Wu Ying could not help but nod his head. After all, being generous was well and good but there were those who would take and take without reason. And more who would be angered when generosity ended, demanding ever more.

“Few who reach our stage are as giving. They cannot be, for they let their daos constrain them, narrowing their vision and chaining their souls down with rules and regulations,” Beggar Soh said. “Yet, these two continue to give. Generosity without expectation is its own reward. Yes?”

The last statement was asked with burning intensity, normally bloodshot, red eyes clouded with alcohol suddenly piercing. Wu Ying sensed it then, the unseen weight of judgment, the sharpened edge of an executioner’s blade hovering over him. His mind flashed forwards, intuition speaking of an evening one day when he closed his eyes to sleep and would never wake if he answered wrong.

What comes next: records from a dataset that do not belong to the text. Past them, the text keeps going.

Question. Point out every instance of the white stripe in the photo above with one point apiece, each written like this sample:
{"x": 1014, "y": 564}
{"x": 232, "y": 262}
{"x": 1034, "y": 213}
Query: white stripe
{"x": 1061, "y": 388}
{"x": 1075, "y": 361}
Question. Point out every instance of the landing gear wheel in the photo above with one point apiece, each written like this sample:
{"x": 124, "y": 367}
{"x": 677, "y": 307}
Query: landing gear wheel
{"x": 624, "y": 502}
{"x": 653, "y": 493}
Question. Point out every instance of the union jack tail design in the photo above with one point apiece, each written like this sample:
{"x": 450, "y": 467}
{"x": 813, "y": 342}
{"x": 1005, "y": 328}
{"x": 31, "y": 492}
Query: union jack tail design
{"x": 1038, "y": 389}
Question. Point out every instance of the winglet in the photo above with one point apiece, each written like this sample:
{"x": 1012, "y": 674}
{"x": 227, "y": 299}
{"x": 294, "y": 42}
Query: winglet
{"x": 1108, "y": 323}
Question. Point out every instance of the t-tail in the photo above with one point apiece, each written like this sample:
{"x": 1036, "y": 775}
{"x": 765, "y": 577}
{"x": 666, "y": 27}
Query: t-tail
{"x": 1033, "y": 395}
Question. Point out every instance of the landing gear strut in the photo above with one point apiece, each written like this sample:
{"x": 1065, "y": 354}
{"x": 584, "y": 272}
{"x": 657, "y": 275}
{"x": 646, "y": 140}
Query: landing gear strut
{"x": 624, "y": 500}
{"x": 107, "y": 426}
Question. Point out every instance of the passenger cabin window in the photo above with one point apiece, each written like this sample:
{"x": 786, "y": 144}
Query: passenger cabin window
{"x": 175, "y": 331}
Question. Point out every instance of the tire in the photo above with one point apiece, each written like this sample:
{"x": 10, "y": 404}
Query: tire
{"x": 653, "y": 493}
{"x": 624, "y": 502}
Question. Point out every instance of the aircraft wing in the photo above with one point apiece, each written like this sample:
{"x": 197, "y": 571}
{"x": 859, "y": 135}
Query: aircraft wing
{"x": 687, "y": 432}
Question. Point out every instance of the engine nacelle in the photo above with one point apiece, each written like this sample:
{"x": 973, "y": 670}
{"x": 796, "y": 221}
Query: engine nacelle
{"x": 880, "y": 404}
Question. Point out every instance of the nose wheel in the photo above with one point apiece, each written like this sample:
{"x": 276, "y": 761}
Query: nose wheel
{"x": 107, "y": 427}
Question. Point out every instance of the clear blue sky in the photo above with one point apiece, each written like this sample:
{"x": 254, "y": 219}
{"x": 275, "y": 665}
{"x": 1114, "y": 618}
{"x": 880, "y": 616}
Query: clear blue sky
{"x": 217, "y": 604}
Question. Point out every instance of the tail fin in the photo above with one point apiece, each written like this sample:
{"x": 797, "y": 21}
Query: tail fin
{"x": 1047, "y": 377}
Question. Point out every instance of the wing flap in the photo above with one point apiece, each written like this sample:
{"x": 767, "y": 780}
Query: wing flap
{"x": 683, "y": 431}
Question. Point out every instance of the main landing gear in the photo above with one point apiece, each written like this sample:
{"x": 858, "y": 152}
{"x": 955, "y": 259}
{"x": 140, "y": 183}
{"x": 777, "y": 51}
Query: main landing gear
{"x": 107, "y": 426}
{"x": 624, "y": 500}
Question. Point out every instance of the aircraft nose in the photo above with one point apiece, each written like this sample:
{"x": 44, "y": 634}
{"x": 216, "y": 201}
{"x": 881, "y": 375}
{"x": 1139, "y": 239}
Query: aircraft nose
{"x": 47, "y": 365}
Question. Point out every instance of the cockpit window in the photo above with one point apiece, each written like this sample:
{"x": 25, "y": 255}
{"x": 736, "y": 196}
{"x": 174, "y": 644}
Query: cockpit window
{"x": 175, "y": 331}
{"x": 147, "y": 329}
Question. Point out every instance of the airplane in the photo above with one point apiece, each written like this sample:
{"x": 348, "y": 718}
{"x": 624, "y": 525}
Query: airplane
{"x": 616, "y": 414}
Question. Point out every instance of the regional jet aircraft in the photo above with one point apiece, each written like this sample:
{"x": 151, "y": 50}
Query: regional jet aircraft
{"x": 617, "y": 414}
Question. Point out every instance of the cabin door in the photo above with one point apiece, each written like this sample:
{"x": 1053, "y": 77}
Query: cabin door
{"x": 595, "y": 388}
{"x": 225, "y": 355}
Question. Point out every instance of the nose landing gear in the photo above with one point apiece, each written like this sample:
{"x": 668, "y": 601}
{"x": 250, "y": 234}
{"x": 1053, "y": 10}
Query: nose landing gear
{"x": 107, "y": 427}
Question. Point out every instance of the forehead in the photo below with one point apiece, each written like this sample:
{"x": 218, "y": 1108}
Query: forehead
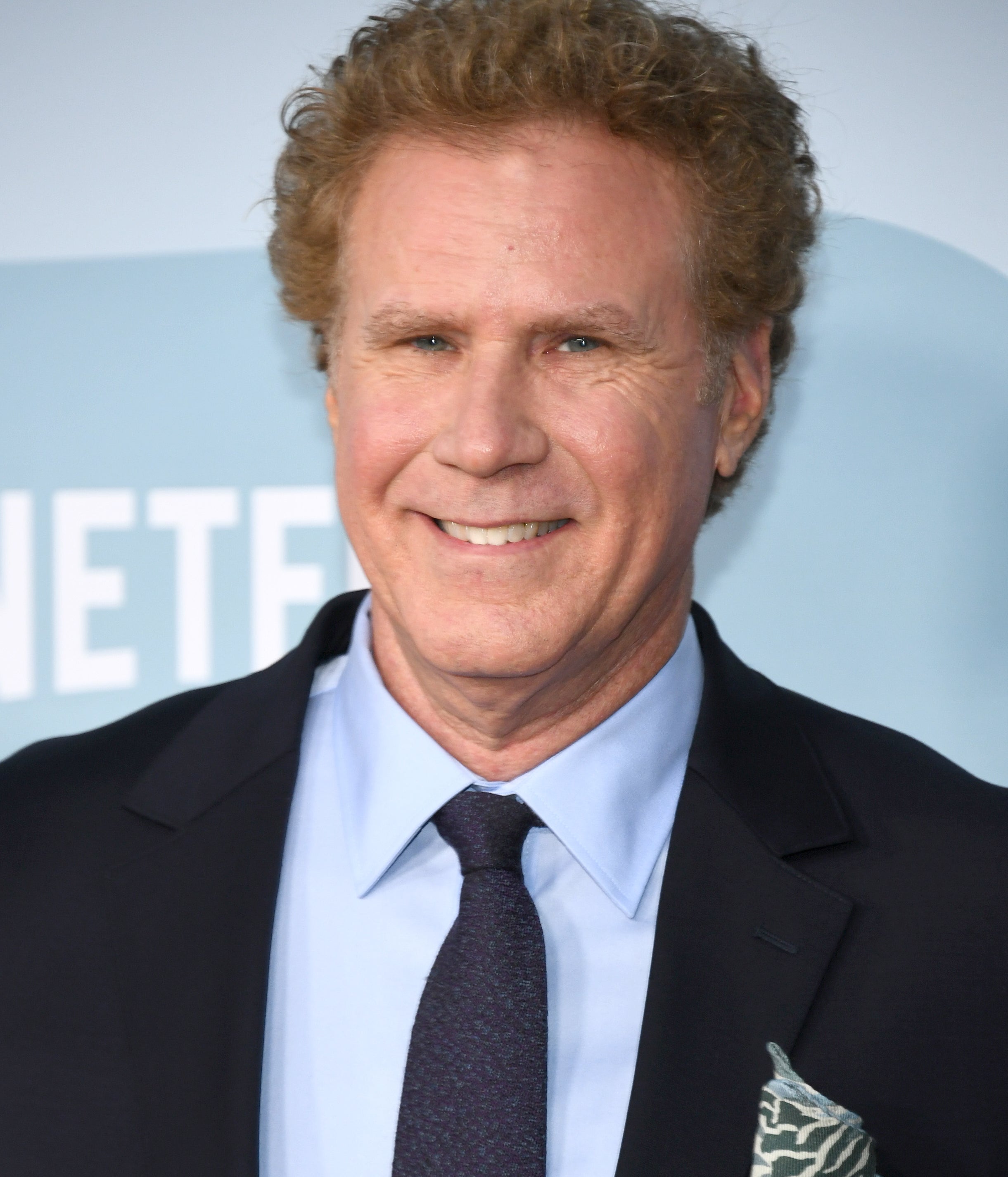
{"x": 564, "y": 210}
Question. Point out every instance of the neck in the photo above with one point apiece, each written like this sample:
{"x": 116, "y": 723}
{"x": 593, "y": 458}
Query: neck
{"x": 500, "y": 728}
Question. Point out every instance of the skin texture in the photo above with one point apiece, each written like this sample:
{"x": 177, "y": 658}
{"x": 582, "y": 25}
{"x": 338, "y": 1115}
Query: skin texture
{"x": 517, "y": 343}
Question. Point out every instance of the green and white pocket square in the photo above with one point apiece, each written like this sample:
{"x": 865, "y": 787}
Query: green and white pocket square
{"x": 802, "y": 1134}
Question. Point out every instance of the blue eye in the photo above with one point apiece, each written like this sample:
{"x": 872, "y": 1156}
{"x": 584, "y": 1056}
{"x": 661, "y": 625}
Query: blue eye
{"x": 579, "y": 344}
{"x": 431, "y": 344}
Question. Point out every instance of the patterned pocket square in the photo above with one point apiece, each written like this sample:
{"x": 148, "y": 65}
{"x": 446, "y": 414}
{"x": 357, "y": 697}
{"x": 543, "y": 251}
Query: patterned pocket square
{"x": 802, "y": 1134}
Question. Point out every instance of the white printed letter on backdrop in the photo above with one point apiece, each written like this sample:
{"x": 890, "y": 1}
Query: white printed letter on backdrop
{"x": 193, "y": 515}
{"x": 78, "y": 589}
{"x": 277, "y": 584}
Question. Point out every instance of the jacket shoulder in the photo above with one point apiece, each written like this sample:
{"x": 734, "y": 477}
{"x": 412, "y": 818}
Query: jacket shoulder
{"x": 884, "y": 769}
{"x": 116, "y": 752}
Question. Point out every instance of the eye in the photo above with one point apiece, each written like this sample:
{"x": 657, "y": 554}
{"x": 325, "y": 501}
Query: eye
{"x": 431, "y": 344}
{"x": 579, "y": 344}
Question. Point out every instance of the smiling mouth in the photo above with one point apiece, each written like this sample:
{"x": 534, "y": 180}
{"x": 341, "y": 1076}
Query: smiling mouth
{"x": 508, "y": 534}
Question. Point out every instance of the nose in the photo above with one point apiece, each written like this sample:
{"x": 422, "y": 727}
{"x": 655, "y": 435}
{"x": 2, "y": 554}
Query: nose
{"x": 490, "y": 429}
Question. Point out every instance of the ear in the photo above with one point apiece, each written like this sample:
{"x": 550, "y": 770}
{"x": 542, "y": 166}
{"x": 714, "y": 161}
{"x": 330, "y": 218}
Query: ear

For a man who had nothing, who craved no material possessions, that man would clutch ever harder on those immaterial things he did own. Like friendship and warm nights spent under another’s roof, wiling away the hours drinking and speaking.

Yet for all the threat that Wu Ying sensed, he felt an inexorable draw from within, a pull in his soul that forced words of truth from him. The words that spilled from his mouth were his own, but not consciously chosen. “Without expectation perhaps, but a debt is still incurred. The threads of karma and courtesy bind all, whether we seek their gift or not. Only those who eschew all such threads might escape such attachments, and in doing so, live as hermits high above.

“Or fail in their goal, compelled by plain human emotion.”

“Hah! Out of the mouth of babes.” Leaning back, Beggar Soh released Wu Ying from the soul spell he had laid upon him, bypassing Wu Ying’s own guards with such ease that he had never even noticed until now. Intuition spoke of deeper contrivances, of a poisoned wine plied upon him that had been the first step pass his safeguards.

Reeling backwards, unconsciously reinforcing his aura and shutting down the pull of energy, Wu Ying’s dao and the wind churned anew around him in protection. Too late of course, the rice having rotted on the stalk but he did so nevertheless.

“Ah Soh! Stop bullying the boy,” Laoban Yang said, looking up from where he was still writing his commentary. Or, now that Wu Ying was watching, actually drawing the flow of chi and the meridian points where energy had to be concentrated. “He’s a good one. Or have you not heard the tales of the Verdant Gatherer?”

“Stories have a tendency to be exaggerated,” Beggar Soh said. “Look how they speak of me.”

“Smelly, uncouth, penniless.” Proprietress Yang paused then smiled. “I see no untruth.”

“Sharp-tongued woman.”

“Smelly beggar.”

“Money hungry wench.”

“Alcoholic fool.”

Wu Ying cried out, the pair turning to see him clutching his head. They paused, wincing in simultaneous guilt again at unleashing their spiritual pressure and both retracted their energy. However, this time, their combined strength, prior injuries and the vast quantities of alcohol – chi-reinforced and poisoned – consumed was enough to drive him unconscious.

Head bouncing off the table before he slipped the rest of the way, shouts of alarm ringing through his damaged ears, Wu Ying fell unconscious at last.